20 aprile 2013

lei

Francesca Alinovi era appena tornata da New York, parlava con gli occhi sgranati e i capelli esplosi alla maniera che anni dopo sarebbe diventata quella di Robert Smith. Sentiva le energie vibrare. Graffittisti, nuova spettacolarità (come si chiamava allora) e nuovo fumetto italiano. Lei lo sentiva davvero quello che stava succedendo. Si aveva l'illusione, un pò tutti noi, che tutto questo fosse nuovo e inedito. Cosa non troppo distante dal vero. La musica dei Gaznevada, dei Confusonal Quartet o degli Stupid Set impazzava.

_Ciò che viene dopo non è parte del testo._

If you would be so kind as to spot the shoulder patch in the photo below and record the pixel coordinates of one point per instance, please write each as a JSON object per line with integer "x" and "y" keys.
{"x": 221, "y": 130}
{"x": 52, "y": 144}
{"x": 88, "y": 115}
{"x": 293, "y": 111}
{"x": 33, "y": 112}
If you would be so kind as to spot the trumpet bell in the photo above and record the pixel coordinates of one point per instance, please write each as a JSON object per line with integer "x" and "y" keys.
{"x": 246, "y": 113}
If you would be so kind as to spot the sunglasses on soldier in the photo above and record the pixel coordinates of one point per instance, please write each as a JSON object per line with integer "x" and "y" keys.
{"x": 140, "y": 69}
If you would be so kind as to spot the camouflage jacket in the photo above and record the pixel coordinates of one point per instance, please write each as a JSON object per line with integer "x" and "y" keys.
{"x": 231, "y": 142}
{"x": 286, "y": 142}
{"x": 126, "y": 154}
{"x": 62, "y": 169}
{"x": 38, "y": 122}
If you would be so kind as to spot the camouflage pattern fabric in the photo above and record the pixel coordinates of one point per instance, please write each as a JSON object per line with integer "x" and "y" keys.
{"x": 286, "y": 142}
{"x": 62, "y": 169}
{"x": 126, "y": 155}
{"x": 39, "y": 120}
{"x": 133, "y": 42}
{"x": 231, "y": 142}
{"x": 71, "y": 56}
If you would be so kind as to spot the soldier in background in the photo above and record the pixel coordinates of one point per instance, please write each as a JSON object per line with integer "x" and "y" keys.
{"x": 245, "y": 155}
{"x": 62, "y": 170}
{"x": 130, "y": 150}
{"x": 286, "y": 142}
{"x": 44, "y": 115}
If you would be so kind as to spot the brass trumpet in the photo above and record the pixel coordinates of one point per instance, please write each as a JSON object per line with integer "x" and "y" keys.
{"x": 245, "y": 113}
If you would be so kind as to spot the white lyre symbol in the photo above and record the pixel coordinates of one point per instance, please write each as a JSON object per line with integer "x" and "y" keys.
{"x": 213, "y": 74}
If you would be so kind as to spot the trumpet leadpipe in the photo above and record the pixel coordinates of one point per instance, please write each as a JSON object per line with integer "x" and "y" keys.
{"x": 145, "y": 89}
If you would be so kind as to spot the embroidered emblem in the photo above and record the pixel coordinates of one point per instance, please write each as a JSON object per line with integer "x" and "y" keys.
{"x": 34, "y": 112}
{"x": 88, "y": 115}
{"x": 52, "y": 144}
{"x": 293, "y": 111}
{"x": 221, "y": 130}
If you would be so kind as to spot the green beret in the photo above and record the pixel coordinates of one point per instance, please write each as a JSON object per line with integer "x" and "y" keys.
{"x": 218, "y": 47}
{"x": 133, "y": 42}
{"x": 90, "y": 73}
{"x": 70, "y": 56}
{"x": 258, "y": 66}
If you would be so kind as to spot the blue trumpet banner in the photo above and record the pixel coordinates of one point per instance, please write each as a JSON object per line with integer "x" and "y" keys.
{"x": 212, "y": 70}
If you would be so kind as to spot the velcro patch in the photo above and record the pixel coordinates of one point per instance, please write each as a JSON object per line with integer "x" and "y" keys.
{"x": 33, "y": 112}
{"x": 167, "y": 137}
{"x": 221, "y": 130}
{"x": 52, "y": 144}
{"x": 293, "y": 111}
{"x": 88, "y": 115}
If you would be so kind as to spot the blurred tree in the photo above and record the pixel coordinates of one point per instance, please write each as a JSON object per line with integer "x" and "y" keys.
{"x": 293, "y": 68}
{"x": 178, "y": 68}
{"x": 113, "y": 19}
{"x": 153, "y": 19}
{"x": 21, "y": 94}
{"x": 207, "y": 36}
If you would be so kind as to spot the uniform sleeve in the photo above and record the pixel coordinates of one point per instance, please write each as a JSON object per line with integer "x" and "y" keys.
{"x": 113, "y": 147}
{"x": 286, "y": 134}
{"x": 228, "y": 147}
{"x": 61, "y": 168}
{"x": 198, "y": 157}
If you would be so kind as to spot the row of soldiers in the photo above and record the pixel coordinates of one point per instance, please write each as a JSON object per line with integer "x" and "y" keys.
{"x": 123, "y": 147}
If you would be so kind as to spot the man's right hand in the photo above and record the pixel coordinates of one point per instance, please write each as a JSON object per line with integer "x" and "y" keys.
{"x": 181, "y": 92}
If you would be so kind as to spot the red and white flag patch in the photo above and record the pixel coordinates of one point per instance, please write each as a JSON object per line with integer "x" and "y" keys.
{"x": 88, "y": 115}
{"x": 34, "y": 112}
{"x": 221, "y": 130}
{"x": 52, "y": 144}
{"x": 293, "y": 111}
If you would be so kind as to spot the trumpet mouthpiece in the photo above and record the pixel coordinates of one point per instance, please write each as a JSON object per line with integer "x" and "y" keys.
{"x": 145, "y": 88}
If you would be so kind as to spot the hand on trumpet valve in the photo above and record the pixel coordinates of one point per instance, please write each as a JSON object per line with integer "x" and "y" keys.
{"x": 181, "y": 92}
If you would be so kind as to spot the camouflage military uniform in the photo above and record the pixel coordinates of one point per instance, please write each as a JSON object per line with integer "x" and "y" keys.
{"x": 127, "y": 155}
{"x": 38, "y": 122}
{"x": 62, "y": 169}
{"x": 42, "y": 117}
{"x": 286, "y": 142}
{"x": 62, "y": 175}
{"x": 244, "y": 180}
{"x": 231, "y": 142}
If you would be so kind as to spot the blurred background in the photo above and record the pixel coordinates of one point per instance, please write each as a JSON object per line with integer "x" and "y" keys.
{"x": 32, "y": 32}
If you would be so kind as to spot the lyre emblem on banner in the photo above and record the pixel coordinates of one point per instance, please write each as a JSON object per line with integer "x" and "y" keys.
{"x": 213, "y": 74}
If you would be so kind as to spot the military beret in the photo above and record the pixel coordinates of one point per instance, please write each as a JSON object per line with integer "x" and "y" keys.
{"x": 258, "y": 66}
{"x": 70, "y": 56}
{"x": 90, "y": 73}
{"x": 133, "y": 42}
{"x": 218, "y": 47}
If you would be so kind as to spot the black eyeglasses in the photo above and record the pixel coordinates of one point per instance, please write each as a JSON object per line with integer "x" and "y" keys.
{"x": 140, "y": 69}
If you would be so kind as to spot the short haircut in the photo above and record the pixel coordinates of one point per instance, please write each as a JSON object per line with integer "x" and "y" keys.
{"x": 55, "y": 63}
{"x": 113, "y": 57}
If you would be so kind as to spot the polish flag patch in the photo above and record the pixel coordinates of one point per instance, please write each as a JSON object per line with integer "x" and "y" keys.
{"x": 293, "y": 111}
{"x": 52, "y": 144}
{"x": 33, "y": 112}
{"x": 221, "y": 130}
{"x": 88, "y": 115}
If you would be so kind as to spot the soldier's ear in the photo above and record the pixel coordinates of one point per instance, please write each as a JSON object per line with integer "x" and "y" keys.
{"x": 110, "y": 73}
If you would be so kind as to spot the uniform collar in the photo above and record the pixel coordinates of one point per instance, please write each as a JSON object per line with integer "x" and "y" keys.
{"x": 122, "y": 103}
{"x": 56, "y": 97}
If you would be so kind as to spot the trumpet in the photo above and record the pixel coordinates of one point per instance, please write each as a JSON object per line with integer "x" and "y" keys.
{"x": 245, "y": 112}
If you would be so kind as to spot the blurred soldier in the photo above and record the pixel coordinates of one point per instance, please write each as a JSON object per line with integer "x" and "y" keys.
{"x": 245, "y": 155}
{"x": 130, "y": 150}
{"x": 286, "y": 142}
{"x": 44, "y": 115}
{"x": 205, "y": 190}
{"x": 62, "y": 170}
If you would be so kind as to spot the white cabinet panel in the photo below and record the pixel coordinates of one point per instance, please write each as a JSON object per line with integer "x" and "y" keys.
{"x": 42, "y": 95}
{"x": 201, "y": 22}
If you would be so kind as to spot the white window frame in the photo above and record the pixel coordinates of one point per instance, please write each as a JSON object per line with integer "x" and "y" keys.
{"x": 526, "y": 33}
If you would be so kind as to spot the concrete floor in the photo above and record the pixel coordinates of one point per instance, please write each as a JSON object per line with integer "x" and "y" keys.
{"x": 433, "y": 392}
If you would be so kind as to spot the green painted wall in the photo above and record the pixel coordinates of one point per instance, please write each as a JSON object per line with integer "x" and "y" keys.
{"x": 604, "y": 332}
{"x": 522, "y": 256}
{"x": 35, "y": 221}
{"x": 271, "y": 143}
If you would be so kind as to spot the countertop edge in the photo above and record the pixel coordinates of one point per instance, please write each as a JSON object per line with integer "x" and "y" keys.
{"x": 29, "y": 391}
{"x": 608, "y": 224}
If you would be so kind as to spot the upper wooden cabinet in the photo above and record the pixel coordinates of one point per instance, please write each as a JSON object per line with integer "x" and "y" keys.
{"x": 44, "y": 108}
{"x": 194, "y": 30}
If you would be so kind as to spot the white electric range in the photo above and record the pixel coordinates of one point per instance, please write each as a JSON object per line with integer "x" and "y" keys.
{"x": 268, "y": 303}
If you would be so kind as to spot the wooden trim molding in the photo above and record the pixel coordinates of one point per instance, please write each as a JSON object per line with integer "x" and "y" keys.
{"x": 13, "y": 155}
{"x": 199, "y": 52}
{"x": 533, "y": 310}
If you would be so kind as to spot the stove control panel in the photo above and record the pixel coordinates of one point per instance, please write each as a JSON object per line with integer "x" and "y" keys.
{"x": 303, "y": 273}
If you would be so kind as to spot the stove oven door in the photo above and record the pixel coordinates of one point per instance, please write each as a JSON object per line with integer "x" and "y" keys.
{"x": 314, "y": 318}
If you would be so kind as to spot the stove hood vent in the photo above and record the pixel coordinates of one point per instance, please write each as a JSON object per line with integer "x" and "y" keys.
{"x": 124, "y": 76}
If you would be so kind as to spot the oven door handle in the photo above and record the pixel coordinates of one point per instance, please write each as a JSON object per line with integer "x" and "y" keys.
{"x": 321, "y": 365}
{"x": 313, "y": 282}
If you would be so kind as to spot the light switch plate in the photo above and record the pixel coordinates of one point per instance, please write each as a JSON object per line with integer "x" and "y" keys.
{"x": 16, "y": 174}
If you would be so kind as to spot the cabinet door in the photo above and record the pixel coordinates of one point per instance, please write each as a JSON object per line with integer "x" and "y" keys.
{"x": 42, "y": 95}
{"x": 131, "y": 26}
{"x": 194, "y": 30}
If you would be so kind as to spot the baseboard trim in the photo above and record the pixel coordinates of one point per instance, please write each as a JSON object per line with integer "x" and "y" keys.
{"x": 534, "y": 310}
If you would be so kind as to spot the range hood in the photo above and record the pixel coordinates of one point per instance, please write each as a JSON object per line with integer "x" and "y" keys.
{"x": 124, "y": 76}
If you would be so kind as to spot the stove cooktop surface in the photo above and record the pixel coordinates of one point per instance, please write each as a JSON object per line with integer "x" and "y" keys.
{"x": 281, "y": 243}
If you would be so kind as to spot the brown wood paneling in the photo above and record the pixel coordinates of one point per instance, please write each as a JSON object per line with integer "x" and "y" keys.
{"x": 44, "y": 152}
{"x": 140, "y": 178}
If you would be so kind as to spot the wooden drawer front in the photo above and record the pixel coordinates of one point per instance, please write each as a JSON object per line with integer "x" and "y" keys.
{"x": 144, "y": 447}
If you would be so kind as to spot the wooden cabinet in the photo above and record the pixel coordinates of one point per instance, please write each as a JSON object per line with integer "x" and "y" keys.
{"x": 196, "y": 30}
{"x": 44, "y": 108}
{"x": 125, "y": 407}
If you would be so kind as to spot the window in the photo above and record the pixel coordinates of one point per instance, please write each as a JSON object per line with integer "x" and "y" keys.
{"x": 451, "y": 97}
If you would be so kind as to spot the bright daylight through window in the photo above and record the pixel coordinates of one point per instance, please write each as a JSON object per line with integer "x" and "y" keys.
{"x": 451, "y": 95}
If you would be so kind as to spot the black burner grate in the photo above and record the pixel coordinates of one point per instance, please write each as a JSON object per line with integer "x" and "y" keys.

Una ventata di intelligenza si era impadronita del pianeta: Residents, Devo, Talking heads e Pere Ubu in America facevano i loro dischi migliori. Jarmush e Amos Poe cercavano di filmare la scena No Wave. E No New York, con le sonorità lancinanti, era già un disco cult. Brian Eno ipnotizzava la scena internazionale con le sue produzioni geniali. Quando dalla California arrivò a Bologna The Mole show era il 12 giugno 1983. La leggenda di quello spettacolo, che demoliva la ritualità sacra e sempre uguale del rock per aprire verso frontiere teatrali, artistiche e pop, lo aveva preceduto. Pienone. Ricordo che io e Marcello e Giorgio ci stupimmo che Francesca Alinovi non fosse nel teatro tenda, quello era lo spettacolo mitico dei Residents. Ne avevamo parlato diverse volte. La cercavamo con lo sguardo ma niente. Ancora non sapevamo che quello stesso giorno lei stava morendo dissanguata nel suo appartamento in via del Riccio, poco distante, accoltellata 27 volte dal suo amante, che viveva nel mito dell'arte criminale.